I felt dozens of black faces register looks of shock. I felt my face flush crimson. I could not wait to sit down. The service dragged on for two hours and I almost passed out from hunger, heat, and boredom.

The music was a motley mixture of Mozart and gospel, and the minister delivered a sermon on marriage.

“You shouldn’t marry for looks,” the minister bellowed from the pulpit, beads of sweat glistening on his forehead. “Looks can’t cook a meal.”

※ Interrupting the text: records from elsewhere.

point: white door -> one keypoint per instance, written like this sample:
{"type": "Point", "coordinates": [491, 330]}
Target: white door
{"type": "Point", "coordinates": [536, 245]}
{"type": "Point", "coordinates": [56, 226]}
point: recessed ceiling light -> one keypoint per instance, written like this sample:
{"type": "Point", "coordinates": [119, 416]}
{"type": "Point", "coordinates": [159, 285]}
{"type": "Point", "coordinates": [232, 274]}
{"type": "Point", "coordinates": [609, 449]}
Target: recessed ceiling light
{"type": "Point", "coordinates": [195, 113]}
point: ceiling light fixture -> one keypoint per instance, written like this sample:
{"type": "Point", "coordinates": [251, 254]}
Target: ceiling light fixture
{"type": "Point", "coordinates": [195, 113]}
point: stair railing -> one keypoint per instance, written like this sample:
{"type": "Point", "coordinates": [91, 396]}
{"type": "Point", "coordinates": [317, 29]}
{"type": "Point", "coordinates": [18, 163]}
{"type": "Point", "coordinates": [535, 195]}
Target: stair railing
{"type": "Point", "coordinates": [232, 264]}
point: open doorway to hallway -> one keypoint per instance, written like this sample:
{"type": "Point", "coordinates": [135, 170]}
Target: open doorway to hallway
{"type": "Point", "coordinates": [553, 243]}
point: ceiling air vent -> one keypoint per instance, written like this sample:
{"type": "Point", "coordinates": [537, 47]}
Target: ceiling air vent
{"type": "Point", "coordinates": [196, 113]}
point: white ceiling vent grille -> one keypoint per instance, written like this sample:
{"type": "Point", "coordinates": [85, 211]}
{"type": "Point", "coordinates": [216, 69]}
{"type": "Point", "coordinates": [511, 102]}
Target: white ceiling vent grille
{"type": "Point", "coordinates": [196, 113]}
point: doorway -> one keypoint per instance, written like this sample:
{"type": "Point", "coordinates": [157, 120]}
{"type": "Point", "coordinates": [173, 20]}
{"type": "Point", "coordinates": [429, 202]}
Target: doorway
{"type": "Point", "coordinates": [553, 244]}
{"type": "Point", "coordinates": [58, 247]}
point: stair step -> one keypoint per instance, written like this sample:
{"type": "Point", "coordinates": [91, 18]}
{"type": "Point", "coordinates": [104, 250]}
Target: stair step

“Amen,” the black women around me murmured.

“Looks can’t clean the house!”

“Praise God,” they muttered, fanning themselves with their bulletins.

“Looks can’t do the dishes!”

It depressed me that the only prerequisites for marrying, as cited by the minister, were good looks and domestic abilities. “What about love?” I whispered to Mark. “He said nothing about love.”

“That’s reality,” Mark replied. “Many people don’t have the luxury of falling in love. They have to think of necessities, of survival.”

At long last the service was over and we were invited downstairs to a reception in honor of the Mathabane family, where we were fed fried chicken, black-eyed peas, cornbread, squash casserole, collard greens, and peach cobbler-traditional Southern soul food.

The wife of a prominent black businessman walked up to me and said, “I hear you’re from New York. Have you ever been to the South?”

I made a polite reply, but in her question I heard another: “Don’t you know it’s rather unusual down here for a white girl to marry one of our boys?”

As my last day of work and the day of the official wedding approached, I tried to erase from my mind all thoughts of black and white opposition to interracial relationships. I wanted it to be a beautiful wedding, a celebration of the love that different cultures and races can have for each other. I did not want to reflect on why the KKK lynched black men accused of raping white women or on black militants’ opposition to one of “their men being snared by a white Circe” or on mixed couples being victimized by the growing racial polarization of Northern cities.

Like most brides-to-be, I spent a great deal of my time tryIng to coordinate all the arrangements for the flowers, wedding invitations, music, catering, church bulletins, ceremony details, bridal registry, reception hall decorations, plates, and utensils. I had my mother’s wedding dress altered to fit me better and searched for a veil.